We suppose University of Nebraska fans think it's cute that our entire state seemed so enamored with the renewal of the University of South Dakota-South Dakota State football game.

Nebraska regularly draws 85,000 fans or more to every game. The Cornhuskers have sold out their stadium for 320-plus consecutive games.

Meanwhile, the expected record-breaking crowd -- the great sea of humanity expected to overcome the Brookings campus of SDSU on Saturday -- numbered 15,278.

SDSU won 31-8 in a contest that was as exciting as could be expected when a 1-9 team (USD) plays on the road against a 7-3 team (SDSU).

We're glad that these teams have renewed their rivalry after a nine-year hiatus. This match-up is fun, and no doubt good for South Dakotans who have even a passing interest in football.

Yet we must note that the game attendance was only the seventh best ever achieved at SDSU, and only 312 fans more than the Jacks' homecoming game last month against a Pennsylvania team.

Was this otherwise nondescript rivalry game -- again, featuring teams with vastly different levels of success this year -- a product of simple media hype?
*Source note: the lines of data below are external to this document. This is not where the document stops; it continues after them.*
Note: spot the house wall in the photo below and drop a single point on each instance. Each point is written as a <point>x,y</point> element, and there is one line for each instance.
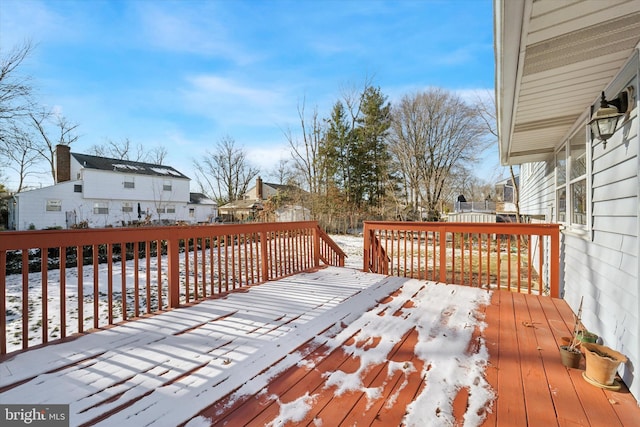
<point>108,189</point>
<point>100,184</point>
<point>201,212</point>
<point>600,263</point>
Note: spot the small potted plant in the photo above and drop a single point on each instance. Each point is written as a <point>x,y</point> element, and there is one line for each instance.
<point>570,353</point>
<point>602,364</point>
<point>586,336</point>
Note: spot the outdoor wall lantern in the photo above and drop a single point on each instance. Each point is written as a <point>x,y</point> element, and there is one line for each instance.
<point>605,120</point>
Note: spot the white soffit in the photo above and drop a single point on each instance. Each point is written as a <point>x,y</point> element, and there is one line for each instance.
<point>553,58</point>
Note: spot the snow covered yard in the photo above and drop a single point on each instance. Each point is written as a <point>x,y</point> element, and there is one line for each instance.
<point>168,369</point>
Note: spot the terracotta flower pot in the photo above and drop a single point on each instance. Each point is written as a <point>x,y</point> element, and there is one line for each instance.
<point>586,336</point>
<point>602,363</point>
<point>570,358</point>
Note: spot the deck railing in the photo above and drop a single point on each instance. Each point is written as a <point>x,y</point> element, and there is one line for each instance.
<point>55,283</point>
<point>516,257</point>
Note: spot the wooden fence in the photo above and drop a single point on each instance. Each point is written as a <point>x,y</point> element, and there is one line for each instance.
<point>55,283</point>
<point>516,257</point>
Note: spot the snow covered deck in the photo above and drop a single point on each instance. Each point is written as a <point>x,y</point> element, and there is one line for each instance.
<point>329,347</point>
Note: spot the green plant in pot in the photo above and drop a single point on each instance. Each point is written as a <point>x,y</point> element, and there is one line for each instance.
<point>586,336</point>
<point>570,354</point>
<point>601,365</point>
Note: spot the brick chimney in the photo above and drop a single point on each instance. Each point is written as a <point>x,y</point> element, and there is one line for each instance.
<point>63,163</point>
<point>259,188</point>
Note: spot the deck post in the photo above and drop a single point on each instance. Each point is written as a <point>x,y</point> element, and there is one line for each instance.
<point>264,256</point>
<point>554,261</point>
<point>316,247</point>
<point>443,255</point>
<point>366,262</point>
<point>173,271</point>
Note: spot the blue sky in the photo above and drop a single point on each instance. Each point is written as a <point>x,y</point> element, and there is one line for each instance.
<point>185,74</point>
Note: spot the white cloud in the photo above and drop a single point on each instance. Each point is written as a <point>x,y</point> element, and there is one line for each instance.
<point>199,31</point>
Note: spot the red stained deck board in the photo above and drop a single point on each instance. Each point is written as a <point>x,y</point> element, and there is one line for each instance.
<point>568,407</point>
<point>522,336</point>
<point>511,409</point>
<point>539,405</point>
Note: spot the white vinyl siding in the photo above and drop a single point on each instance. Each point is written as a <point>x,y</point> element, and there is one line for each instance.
<point>129,182</point>
<point>100,208</point>
<point>53,205</point>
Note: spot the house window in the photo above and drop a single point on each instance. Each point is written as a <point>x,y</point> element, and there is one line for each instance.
<point>578,177</point>
<point>53,205</point>
<point>561,185</point>
<point>571,181</point>
<point>100,208</point>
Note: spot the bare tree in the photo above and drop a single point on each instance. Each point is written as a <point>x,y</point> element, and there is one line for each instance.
<point>64,134</point>
<point>487,109</point>
<point>306,151</point>
<point>282,172</point>
<point>15,104</point>
<point>19,154</point>
<point>433,132</point>
<point>157,155</point>
<point>122,150</point>
<point>15,89</point>
<point>225,174</point>
<point>126,150</point>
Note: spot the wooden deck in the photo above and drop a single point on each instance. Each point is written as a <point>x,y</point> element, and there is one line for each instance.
<point>231,361</point>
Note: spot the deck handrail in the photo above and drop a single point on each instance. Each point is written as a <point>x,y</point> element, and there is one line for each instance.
<point>141,271</point>
<point>471,254</point>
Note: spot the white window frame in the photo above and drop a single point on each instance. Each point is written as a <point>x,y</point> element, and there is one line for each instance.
<point>100,208</point>
<point>53,205</point>
<point>129,183</point>
<point>570,158</point>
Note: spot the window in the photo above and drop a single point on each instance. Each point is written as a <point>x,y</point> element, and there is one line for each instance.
<point>561,188</point>
<point>578,177</point>
<point>100,208</point>
<point>571,181</point>
<point>54,205</point>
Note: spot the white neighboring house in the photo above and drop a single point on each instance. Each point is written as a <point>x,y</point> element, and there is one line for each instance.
<point>554,60</point>
<point>102,192</point>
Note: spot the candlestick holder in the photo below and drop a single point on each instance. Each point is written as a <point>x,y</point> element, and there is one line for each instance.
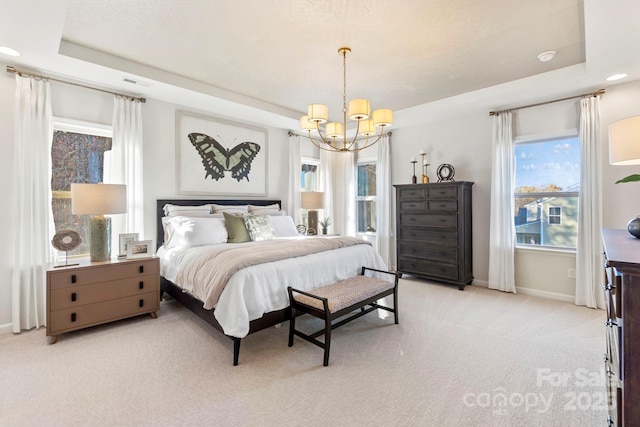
<point>414,180</point>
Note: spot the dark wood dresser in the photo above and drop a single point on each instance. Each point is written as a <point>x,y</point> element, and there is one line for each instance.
<point>622,294</point>
<point>433,231</point>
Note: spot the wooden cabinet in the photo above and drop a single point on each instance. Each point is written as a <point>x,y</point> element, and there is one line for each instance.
<point>622,327</point>
<point>100,292</point>
<point>433,231</point>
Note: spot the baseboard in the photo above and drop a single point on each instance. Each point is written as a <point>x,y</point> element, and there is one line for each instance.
<point>546,294</point>
<point>6,328</point>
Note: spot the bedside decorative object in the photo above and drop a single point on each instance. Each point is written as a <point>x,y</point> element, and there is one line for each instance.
<point>124,239</point>
<point>99,200</point>
<point>139,249</point>
<point>414,179</point>
<point>66,240</point>
<point>445,172</point>
<point>325,223</point>
<point>425,177</point>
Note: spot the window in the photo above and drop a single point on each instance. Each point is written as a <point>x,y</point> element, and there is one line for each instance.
<point>77,155</point>
<point>547,182</point>
<point>366,197</point>
<point>555,215</point>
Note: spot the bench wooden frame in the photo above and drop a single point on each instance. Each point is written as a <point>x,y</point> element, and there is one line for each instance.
<point>297,308</point>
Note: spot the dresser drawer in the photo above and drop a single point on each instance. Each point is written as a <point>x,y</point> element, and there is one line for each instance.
<point>102,273</point>
<point>106,311</point>
<point>428,252</point>
<point>413,206</point>
<point>430,268</point>
<point>442,192</point>
<point>80,295</point>
<point>418,192</point>
<point>428,235</point>
<point>442,206</point>
<point>429,220</point>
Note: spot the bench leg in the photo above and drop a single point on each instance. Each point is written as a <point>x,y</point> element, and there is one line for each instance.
<point>292,324</point>
<point>327,340</point>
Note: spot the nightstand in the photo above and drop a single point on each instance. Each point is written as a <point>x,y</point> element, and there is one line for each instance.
<point>99,292</point>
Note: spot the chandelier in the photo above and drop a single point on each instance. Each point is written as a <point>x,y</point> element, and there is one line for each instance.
<point>359,110</point>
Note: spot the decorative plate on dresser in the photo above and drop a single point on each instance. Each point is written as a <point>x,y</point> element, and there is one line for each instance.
<point>433,231</point>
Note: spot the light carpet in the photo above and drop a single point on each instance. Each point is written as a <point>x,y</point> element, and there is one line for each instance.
<point>472,358</point>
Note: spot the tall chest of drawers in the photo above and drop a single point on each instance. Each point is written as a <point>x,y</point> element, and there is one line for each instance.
<point>100,292</point>
<point>622,353</point>
<point>433,231</point>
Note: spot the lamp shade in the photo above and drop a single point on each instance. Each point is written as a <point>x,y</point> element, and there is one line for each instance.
<point>98,199</point>
<point>624,142</point>
<point>312,200</point>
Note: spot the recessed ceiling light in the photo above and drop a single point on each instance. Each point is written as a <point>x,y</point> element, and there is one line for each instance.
<point>8,51</point>
<point>616,77</point>
<point>547,56</point>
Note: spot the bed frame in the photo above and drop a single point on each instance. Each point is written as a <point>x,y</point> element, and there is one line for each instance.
<point>194,304</point>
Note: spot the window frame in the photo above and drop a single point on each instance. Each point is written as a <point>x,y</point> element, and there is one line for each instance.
<point>539,138</point>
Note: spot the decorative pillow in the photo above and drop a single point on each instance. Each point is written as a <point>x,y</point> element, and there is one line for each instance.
<point>264,210</point>
<point>259,227</point>
<point>179,210</point>
<point>239,209</point>
<point>193,231</point>
<point>283,226</point>
<point>236,230</point>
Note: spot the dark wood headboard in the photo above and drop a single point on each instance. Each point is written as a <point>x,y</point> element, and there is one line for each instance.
<point>195,202</point>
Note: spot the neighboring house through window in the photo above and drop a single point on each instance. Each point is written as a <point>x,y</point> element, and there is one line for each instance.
<point>547,183</point>
<point>77,156</point>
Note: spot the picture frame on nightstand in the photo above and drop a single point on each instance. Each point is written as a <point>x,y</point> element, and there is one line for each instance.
<point>124,239</point>
<point>140,249</point>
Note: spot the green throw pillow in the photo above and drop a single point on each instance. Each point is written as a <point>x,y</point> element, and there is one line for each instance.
<point>236,229</point>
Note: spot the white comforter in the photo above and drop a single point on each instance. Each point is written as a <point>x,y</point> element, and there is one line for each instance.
<point>262,288</point>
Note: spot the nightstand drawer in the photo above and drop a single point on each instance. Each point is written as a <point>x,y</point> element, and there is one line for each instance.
<point>101,312</point>
<point>102,273</point>
<point>88,294</point>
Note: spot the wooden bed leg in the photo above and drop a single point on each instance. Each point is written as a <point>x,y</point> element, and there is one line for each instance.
<point>236,350</point>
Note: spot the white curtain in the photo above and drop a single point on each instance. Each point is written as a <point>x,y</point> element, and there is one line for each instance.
<point>326,185</point>
<point>383,200</point>
<point>295,168</point>
<point>589,258</point>
<point>502,229</point>
<point>31,201</point>
<point>126,164</point>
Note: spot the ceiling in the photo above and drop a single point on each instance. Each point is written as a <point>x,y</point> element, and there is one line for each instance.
<point>272,58</point>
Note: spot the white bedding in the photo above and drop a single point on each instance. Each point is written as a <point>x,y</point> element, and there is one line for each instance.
<point>262,288</point>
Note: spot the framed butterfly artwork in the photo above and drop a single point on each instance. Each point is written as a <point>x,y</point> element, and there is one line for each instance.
<point>216,156</point>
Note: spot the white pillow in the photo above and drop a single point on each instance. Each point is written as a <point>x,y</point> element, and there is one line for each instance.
<point>193,231</point>
<point>179,210</point>
<point>231,209</point>
<point>283,226</point>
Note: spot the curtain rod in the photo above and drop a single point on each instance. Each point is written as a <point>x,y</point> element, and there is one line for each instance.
<point>598,92</point>
<point>11,69</point>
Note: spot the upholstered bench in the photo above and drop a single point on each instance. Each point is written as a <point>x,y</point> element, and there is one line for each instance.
<point>336,300</point>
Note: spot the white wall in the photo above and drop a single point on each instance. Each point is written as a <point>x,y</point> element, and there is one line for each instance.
<point>159,158</point>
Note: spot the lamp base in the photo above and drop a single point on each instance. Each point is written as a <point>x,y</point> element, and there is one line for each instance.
<point>100,238</point>
<point>313,222</point>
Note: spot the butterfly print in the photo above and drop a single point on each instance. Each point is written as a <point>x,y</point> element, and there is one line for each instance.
<point>217,159</point>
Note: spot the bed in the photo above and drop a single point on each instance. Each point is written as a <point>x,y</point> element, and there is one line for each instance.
<point>255,297</point>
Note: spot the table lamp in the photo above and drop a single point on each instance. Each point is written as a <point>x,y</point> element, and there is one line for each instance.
<point>312,200</point>
<point>99,200</point>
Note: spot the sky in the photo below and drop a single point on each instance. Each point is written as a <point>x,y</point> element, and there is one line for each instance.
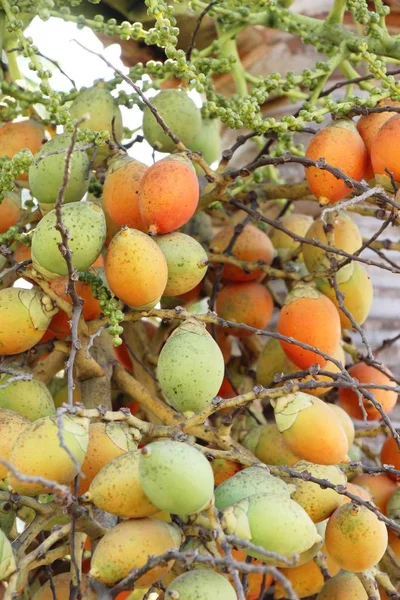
<point>55,39</point>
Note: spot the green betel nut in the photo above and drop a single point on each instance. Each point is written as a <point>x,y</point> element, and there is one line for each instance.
<point>190,368</point>
<point>86,224</point>
<point>180,114</point>
<point>47,172</point>
<point>176,477</point>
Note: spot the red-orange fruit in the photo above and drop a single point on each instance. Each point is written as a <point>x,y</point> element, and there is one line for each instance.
<point>385,154</point>
<point>106,441</point>
<point>91,309</point>
<point>311,429</point>
<point>309,317</point>
<point>168,194</point>
<point>10,211</point>
<point>341,146</point>
<point>249,303</point>
<point>135,268</point>
<point>355,538</point>
<point>224,469</point>
<point>390,455</point>
<point>252,245</point>
<point>368,127</point>
<point>380,487</point>
<point>17,136</point>
<point>364,373</point>
<point>121,191</point>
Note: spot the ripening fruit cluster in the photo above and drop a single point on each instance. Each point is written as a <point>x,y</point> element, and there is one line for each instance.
<point>145,243</point>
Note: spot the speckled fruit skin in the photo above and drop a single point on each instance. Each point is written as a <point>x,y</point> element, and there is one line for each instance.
<point>98,103</point>
<point>309,317</point>
<point>86,224</point>
<point>176,477</point>
<point>46,174</point>
<point>106,441</point>
<point>19,135</point>
<point>117,488</point>
<point>249,303</point>
<point>273,361</point>
<point>208,142</point>
<point>384,154</point>
<point>318,503</point>
<point>203,584</point>
<point>268,444</point>
<point>135,268</point>
<point>355,538</point>
<point>341,146</point>
<point>250,481</point>
<point>190,367</point>
<point>62,587</point>
<point>366,374</point>
<point>38,452</point>
<point>11,427</point>
<point>251,245</point>
<point>180,114</point>
<point>358,295</point>
<point>10,211</point>
<point>24,317</point>
<point>128,545</point>
<point>276,524</point>
<point>168,194</point>
<point>380,487</point>
<point>343,586</point>
<point>121,191</point>
<point>297,223</point>
<point>346,236</point>
<point>311,429</point>
<point>31,398</point>
<point>306,579</point>
<point>186,259</point>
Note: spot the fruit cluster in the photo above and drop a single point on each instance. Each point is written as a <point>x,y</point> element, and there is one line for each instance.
<point>173,424</point>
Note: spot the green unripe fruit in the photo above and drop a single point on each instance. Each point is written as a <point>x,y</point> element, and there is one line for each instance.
<point>208,142</point>
<point>46,174</point>
<point>86,224</point>
<point>8,564</point>
<point>318,503</point>
<point>176,477</point>
<point>356,287</point>
<point>250,481</point>
<point>38,452</point>
<point>7,517</point>
<point>204,584</point>
<point>98,104</point>
<point>200,227</point>
<point>117,488</point>
<point>186,259</point>
<point>180,114</point>
<point>30,398</point>
<point>190,367</point>
<point>276,524</point>
<point>346,236</point>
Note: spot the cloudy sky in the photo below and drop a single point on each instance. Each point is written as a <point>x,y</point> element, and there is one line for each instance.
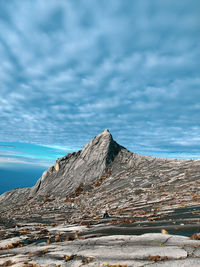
<point>71,68</point>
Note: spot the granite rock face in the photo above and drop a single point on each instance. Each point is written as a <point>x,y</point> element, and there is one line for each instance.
<point>105,175</point>
<point>82,167</point>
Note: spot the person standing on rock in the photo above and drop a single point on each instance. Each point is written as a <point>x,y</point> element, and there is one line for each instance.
<point>106,215</point>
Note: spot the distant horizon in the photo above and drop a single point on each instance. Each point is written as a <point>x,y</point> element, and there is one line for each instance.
<point>17,170</point>
<point>70,69</point>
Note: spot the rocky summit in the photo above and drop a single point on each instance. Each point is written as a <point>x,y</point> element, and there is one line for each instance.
<point>148,200</point>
Do students not really care much about the rivalry? Keep in mind that the last time SDSU and USD played, SDSU's enrollment was less than 11,000.

Today, it's 12,583, and the game was the most-promoted South Dakota football game in years, yet it didn't break an attendance record. It makes us wonder why.

Has North Dakota State University really become SDSU's true rival? That would seem to be the case, given the excitement over the Dakota Marker trophy that the two teams battle for and the bets made between politicians in the states.

SDSU and NDSU made the Division I leap together and were without games against their in-state rivals in recent years, so the rivalry between the two schools grew.

Also, both schools have been highly successful in recent seasons, which adds to the atmosphere of the games. When they played this year, a conference title was up for grabs.

Maybe SDSU's facility is another factor. It's stretched to the limit, and there aren't many places to put additional fans once the crowd reaches 15,000.

Perhaps a new or improved stadium, which SDSU is seeking, would draw a bigger crowd.

It's likely, too, that the SDSU-USD rivalry will get better with time, and with improvement in USD's football program.

Or, maybe the magic that was the SDSU-USD Division II rivalry is lost forever, to be replaced or at least rivaled by South Dakotans' desire to show up their neighbor to the north on the national Division I stage.